Bei der Auswahl eines Base Layers sollte auch berücksichtigt werden, was darüber getragen wird. Die erste Schicht übernimmt eine andere Funktion als ein Mid Layer: Funktionsunterwäsche liegt direkt auf der Haut und unterstützt dort die Regulierung von Wärme und Feuchtigkeit, während zusätzliche Zwischenschichten den Wärmekomfort je nach Bedingungen weiter anpassen.

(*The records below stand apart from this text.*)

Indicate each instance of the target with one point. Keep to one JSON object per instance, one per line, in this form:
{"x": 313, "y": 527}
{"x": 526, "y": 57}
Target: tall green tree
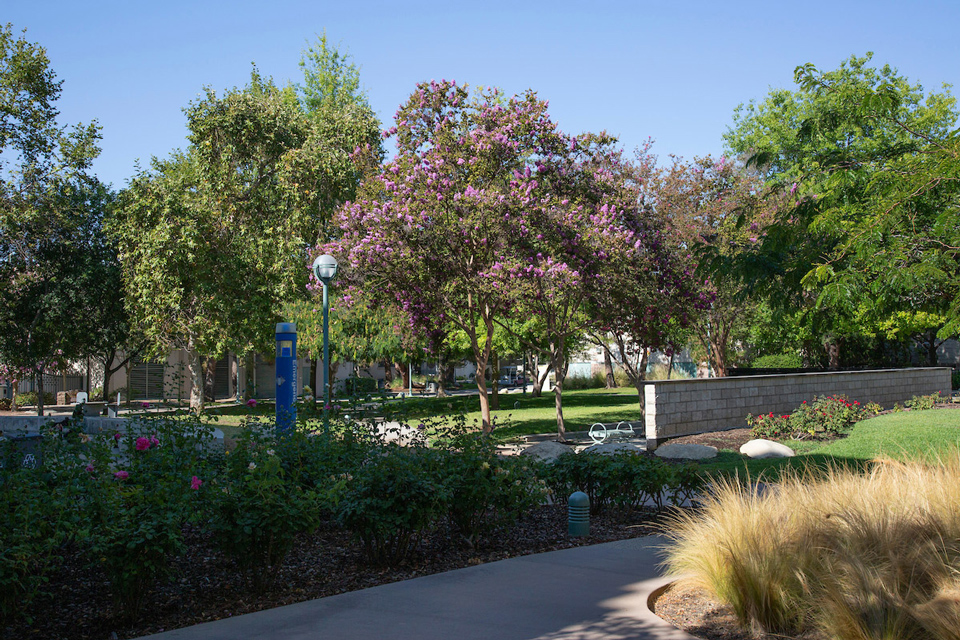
{"x": 870, "y": 162}
{"x": 345, "y": 147}
{"x": 50, "y": 212}
{"x": 212, "y": 237}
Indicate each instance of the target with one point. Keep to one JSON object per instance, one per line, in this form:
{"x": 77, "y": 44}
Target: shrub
{"x": 29, "y": 398}
{"x": 355, "y": 386}
{"x": 778, "y": 361}
{"x": 825, "y": 416}
{"x": 390, "y": 501}
{"x": 769, "y": 426}
{"x": 922, "y": 403}
{"x": 621, "y": 378}
{"x": 136, "y": 535}
{"x": 484, "y": 490}
{"x": 256, "y": 511}
{"x": 29, "y": 537}
{"x": 625, "y": 480}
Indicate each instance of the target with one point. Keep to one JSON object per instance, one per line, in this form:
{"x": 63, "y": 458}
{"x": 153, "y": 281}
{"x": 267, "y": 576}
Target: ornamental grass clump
{"x": 857, "y": 556}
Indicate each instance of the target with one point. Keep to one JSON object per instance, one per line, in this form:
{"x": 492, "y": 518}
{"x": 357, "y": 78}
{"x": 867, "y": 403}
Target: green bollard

Wenn mehr Isolation erforderlich ist, lässt sich das System durch einen Segelfleece ergänzen. So erfüllt jede Schicht eine klar definierte Aufgabe, anstatt unterschiedliche Anforderungen mit einem einzigen Kleidungsstück abzudecken.

Vom Base Layer zur Außenschicht: Layering beim Segeln

Das Tragen mehrerer Schichten ermöglicht es, die Funktionskleidung beim Segeln an wechselnde Temperaturen und unterschiedliche Aktivitätsniveaus an Bord anzupassen. Der Base Layer bildet dabei den Ausgangspunkt: Er liegt körpernah unter den weiteren Kleidungsstücken, die je nach benötigter Isolation und Schutzwirkung um eine oder mehrere Schichten ergänzt werden können.

Am Oberkörper kann auf ein Funktionsunterhemd zunächst ein Mid Layer oder Fleece und bei Bedarf anschließend eine Segeljacke als äußere Schutzschicht folgen. Welche Jacke geeignet ist, hängt von der erforderlichen Schutzwirkung ab, während der Base Layer unter den weiteren Kleidungsstücken weiterhin seine eigentliche Funktion erfüllt.

Das gleiche Prinzip gilt für den Unterkörper: Lange Funktionsunterwäsche beziehungsweise Thermoleggings können unter Segelhosen getragen werden und ermöglichen so eine an die Temperatur angepasste Kombination. Ein Layering-System, das mit technischer Segelunterwäsche beginnt, erlaubt es, weitere Schichten flexibel hinzuzufügen oder abzulegen, ohne auf das Feuchtigkeitsmanagement und die Bewegungsfreiheit der ersten Schicht zu verzichten.